Treating samples with nucleases before nucleic acid extraction degrades host nucleic acids, while preserving virus nucleic acids, which are presumably protected by the viral capsid (Blomstrom 2011). Currently, DNase treatment is included in most viral metagenomics approaches (Cholleti et al. 2018). RNase treatment is frequently used to remove host RNA. However, a major problem associated with RNA contamination is that host- and bacteria-derived ribosomal RNA (rRNA) is difficult to degrade and a high proportion of rRNA often remains even after RNase treatment (Cholleti et al. 2018). Thus, many nuclease methods can reduce, but not completely eliminate, the content of host nucleic acids, particularly in tissue samples (Bexfield and Kellam 2011). Meanwhile, some viruses are more sensitive to nuclease treatment than others, increasing the likelihood that viral nucleic acids may also be degraded (Bexfield and Kellam 2011). Among non-nuclease approaches to eliminate rRNA, a set of 96 specific primers instead of random primers can be used during cDNA synthesis (Bexfield and Kellan 2011). These primers are designed to target all known viruses, but do not prime rRNA. Ribosomal sequences can also be extracted from samples. One example of this approach is Ribo-Zero technology that contains a number of highly conserved ribosomal sequences, including those from ticks, which allow hybridization between the synthetic sequences and those in the sample for subsequent removal of rRNA (Bexfield and Kellam 2011).

Viral nucleic acid amplification strategies

Viral metagenomics use sequence-independent amplification assays that require no specific primer or probe (Blomstrom et al. 2016). Amplification of the nucleic acids is performed in a sequence-independent manner to reveal the true genetic composition of the sample and allows simultaneous increases in the amounts of several viral genomes, including highly divergent and completely novel viruses that enable their discovery and genetic characterization (Xia et al. 2015). Various strategies for amplification have been used to randomly amplify all of the nucleic acids in a given sample (Blomstrom et al. 2016). Some of the more commonly used sequence-independent strategies are briefly described in the following sections.

Multiple displacement amplification

Multiple displacement amplification is an efficient amplification strategy that uses random primers combined with a displacement polymerase. Phi29 is a high-fidelity, highly processive displacement polymerase that can incorporate over 70,000 bases before detaching from a template (Blanco et al. 1989), and requires only a few nanograms of starting material to produce several micrograms of DNA in a single reaction. Using random primers and phi29, circular targets can be efficiently amplified through a reaction termed rolling-circle amplification, which creates multiple copies of the target (Dean et al. 2001). Circular targets are ideal for this amplification strategy, although linear targets can also be amplified in a similar manner (Berthet et al. 2008). However, amplification of nucleic acids from short linear DNA viruses and RNA viruses is less efficient, and additional steps, such as ligation, may be needed (Berthet et al. 2008). This strategy has been successfully used for the study of several different viral metagenomes, and multiple novel viruses have been discovered using this method (Berthet et al. 2008).
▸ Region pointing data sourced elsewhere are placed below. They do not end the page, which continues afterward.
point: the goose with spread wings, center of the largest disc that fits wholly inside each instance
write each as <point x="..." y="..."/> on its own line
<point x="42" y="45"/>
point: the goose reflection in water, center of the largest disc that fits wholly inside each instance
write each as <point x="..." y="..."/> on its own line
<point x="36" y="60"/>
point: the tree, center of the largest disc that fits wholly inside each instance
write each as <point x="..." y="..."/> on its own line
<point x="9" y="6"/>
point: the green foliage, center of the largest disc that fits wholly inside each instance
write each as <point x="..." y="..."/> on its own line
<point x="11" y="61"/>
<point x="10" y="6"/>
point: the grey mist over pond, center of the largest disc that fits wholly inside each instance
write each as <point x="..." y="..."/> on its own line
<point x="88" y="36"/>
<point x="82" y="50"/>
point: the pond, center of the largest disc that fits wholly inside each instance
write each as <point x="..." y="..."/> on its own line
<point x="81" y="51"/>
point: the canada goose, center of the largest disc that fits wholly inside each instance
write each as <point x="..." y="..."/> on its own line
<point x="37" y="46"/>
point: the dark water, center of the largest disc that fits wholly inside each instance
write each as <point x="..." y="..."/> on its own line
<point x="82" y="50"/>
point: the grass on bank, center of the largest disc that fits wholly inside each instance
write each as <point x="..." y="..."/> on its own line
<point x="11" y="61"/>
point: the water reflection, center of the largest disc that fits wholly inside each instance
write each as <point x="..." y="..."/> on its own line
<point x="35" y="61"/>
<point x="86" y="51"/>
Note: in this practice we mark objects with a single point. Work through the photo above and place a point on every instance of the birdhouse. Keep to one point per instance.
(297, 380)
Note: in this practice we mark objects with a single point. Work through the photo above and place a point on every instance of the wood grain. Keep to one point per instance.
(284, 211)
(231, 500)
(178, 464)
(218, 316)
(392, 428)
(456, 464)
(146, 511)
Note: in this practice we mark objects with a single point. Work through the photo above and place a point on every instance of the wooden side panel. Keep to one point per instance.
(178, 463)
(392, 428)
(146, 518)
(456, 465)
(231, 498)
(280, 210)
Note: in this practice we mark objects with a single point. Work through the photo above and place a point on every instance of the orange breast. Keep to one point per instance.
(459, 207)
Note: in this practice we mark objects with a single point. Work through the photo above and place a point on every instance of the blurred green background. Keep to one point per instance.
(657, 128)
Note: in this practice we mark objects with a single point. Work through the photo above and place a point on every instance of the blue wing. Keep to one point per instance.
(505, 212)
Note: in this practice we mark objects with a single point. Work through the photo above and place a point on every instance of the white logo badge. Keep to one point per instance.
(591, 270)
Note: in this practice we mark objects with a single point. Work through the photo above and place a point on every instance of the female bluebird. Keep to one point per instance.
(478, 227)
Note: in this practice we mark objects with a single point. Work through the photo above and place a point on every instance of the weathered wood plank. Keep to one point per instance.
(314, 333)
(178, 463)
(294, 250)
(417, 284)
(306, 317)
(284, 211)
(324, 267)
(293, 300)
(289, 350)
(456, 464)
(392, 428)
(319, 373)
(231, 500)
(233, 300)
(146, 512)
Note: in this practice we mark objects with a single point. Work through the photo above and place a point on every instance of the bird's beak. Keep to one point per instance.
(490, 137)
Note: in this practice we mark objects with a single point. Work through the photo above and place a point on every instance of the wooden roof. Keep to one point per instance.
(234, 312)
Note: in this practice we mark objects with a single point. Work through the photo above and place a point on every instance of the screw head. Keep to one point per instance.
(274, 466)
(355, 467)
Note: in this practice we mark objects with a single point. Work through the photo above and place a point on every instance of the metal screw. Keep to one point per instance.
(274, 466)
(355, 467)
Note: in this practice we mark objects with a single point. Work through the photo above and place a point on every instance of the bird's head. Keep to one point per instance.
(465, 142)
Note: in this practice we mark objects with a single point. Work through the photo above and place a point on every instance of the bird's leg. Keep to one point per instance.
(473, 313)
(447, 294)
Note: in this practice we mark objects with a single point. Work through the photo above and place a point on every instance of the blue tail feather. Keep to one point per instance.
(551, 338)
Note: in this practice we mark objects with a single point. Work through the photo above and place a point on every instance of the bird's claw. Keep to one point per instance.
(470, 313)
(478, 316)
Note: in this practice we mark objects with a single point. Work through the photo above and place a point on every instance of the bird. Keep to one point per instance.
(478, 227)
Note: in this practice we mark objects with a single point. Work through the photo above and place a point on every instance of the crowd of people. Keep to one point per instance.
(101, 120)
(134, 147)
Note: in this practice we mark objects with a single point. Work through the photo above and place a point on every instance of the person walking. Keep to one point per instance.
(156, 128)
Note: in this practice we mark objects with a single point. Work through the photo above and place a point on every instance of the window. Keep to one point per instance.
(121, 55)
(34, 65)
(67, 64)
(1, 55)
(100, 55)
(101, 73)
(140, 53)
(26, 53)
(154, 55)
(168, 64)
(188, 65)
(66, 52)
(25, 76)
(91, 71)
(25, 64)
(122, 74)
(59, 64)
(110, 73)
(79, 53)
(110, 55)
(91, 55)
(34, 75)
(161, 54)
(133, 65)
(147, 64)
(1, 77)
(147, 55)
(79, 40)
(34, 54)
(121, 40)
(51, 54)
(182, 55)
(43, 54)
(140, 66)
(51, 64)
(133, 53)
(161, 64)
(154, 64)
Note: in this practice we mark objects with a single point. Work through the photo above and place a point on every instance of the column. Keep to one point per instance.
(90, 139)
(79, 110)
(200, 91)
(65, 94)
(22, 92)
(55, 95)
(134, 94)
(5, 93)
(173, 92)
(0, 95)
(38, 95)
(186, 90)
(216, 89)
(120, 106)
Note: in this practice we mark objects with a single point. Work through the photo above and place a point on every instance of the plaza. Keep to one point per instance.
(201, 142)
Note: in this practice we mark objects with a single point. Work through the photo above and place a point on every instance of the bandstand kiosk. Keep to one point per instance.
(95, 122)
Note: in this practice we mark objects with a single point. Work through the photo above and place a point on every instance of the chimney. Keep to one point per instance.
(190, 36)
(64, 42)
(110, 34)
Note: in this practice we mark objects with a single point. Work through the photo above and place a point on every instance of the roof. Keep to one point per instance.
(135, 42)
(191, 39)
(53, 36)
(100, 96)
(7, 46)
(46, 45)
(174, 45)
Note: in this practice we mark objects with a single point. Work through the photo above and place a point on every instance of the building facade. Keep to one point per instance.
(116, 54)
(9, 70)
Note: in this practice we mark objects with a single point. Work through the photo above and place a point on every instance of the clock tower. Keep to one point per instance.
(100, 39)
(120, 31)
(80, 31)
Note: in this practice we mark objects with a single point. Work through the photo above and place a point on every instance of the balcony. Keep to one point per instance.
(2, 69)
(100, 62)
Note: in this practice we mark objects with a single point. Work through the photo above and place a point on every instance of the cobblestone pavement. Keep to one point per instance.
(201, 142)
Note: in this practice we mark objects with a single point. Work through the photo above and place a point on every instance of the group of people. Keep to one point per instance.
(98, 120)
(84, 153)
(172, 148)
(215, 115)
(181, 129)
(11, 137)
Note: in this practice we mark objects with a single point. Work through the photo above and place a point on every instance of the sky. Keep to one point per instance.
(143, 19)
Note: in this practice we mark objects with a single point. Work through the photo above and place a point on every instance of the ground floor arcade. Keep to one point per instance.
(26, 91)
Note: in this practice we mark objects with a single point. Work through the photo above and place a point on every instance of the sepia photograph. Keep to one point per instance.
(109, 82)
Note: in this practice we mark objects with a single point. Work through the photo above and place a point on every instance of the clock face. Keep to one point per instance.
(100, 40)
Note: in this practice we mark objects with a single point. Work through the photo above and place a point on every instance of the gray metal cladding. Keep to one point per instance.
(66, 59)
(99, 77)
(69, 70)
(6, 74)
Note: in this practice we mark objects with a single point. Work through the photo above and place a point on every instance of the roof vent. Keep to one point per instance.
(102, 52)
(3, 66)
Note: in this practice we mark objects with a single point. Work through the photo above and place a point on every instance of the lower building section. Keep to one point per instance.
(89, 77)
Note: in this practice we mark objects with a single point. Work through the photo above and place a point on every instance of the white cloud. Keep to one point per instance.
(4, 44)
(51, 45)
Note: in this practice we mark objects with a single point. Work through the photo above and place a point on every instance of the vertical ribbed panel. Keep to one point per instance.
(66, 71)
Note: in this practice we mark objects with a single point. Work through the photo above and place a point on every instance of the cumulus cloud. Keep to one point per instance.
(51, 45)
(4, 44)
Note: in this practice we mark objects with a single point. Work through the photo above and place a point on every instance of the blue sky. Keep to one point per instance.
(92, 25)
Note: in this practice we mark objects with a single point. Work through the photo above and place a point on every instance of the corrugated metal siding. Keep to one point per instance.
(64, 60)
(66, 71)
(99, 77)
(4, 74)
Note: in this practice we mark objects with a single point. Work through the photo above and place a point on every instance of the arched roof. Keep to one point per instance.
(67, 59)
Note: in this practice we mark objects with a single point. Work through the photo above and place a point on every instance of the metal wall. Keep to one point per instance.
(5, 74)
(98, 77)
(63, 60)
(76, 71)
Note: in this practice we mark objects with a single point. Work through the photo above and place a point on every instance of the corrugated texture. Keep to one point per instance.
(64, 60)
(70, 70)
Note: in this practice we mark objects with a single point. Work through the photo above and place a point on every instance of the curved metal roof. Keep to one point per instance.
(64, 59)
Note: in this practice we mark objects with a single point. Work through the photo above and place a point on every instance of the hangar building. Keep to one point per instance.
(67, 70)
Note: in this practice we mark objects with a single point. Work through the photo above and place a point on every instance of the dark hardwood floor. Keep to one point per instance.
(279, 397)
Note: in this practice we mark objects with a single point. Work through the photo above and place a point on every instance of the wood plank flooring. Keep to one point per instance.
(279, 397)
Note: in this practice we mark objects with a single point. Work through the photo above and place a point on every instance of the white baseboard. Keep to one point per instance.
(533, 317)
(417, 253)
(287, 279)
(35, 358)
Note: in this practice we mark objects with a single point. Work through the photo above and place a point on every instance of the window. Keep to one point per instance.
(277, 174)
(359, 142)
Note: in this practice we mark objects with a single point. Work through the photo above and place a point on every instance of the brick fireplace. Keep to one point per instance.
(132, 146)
Sequence-independent single-primer amplification

Sequence-independent single-primer amplification (SISPA) is based on endonuclease restriction of target DNA followed by ligation of adaptor linkers that are complementary to overhanging bases on the target DNA (Cholleti et al. 2018). RNA viruses can also be amplified by SISPA following random-primed cDNA synthesis. In this approach, dsDNA is synthesized using the DNA polymerase activity of reverse transcriptase. RNAse H is used to digest the RNA component of the RNA/DNA hybrid (Cholleti et al. 2018). A PCR primer complementary to the ligated linker is then used to amplify the sequences located between pairs of restriction sites (Blomstrom 2011). Common end sequences of the adaptor allow the DNA to be amplified in a subsequent PCR using a complementary single primer.

Due to the low complexity of a viral genome, enzymatic digestion produces a large amount of a limited number of fragments (Cholleti et al. 2018). These methods have several advantages, including (1) an ability to detect novel viruses that are highly divergent from previously described viruses; (2) relative speed and simplicity; and (3) a lack of bias in identifying particular groups of viruses (Delwart 2007). Limitations of sequence-independent amplification techniques arise from the potential for amplification of contaminating host and bacterial nucleic acids (Blomstrom 2011).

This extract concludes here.